When I was a little girl, I looked up to a handful of women and older girls around me. Females in my sphere who seemed to have it all together. They wore beautiful clothes, they knew how to be charming and make friends, their daily habits were chic, and they just seemed to have that level of glamor that I couldn’t quite define but desperately wanted.
In my desire to be like that, I put lots of time and effort into preparing for events. I collected pretty things and put them aside for special occasions, but never actually used them. I’d put lots of effort into looking great for upcoming celebrations, or create elaborate plans for how to make some event “perfect”. And yet no matter how much effort I put in, I schlepped through life, frumpy, unfeminine, and ungraceful. I figured they had to be working so much harder than I was, to get such great results. Either that, or they knew something that I did not.
It turns out that it was the latter.
When I was in my early twenties, I read somewhere about the concept that the more frequently you do something, the more important it is to maximize your pleasure in that area. I don’t remember now exactly where I read it, though if I had to take a guess, it was probably an Alexandra Stoddard book.
The author suggested that people focus on improving their pleasure in eating, sleeping, and bathing. She focused on these, because they are activities that we all do every day.
Simple daily pleasures
The more that I thought about it, the more I realized that that was the difference between me and those glamorous women I saw when I was growing up. They had focused their attention on doing everyday things well. They had elevated the mundane to an art form, rather than saving their attention and effort for occasional special events.
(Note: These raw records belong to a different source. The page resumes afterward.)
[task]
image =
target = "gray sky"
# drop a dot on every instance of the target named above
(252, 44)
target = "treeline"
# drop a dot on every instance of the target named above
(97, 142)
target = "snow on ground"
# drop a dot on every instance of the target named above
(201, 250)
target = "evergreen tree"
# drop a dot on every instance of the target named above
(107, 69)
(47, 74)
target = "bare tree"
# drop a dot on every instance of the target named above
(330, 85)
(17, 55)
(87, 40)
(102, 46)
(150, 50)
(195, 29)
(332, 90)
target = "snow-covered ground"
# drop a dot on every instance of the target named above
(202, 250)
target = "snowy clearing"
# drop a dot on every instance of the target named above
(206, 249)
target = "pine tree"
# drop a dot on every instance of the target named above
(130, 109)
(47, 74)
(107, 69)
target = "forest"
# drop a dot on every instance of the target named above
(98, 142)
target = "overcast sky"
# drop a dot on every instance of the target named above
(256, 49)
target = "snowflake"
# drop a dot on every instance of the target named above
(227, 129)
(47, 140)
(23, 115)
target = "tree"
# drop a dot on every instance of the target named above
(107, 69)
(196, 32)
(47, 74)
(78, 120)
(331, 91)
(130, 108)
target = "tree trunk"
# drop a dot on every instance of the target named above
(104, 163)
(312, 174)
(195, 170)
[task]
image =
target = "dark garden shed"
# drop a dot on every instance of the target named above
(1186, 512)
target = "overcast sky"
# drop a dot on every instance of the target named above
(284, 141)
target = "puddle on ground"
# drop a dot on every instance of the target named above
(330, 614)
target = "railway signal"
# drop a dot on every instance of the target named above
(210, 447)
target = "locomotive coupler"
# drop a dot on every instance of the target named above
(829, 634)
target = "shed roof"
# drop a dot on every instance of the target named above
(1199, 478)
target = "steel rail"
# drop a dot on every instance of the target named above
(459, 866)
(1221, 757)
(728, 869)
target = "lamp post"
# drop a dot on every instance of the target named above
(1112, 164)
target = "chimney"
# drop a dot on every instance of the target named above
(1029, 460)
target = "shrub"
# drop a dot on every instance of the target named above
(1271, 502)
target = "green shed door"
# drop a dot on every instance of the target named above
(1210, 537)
That was the magic key. The ordinary. The daily mundane. That was what I needed to improve!
To this day, I still agree with that author that eating, sleeping, and bathing are the best place to start in upgrading your life. Also that the effort you invest into improving the pleasure in daily activities will yield a vastly higher return than focusing on special occasions.
What can you do today, to upgrade in some small way an activity that you do daily?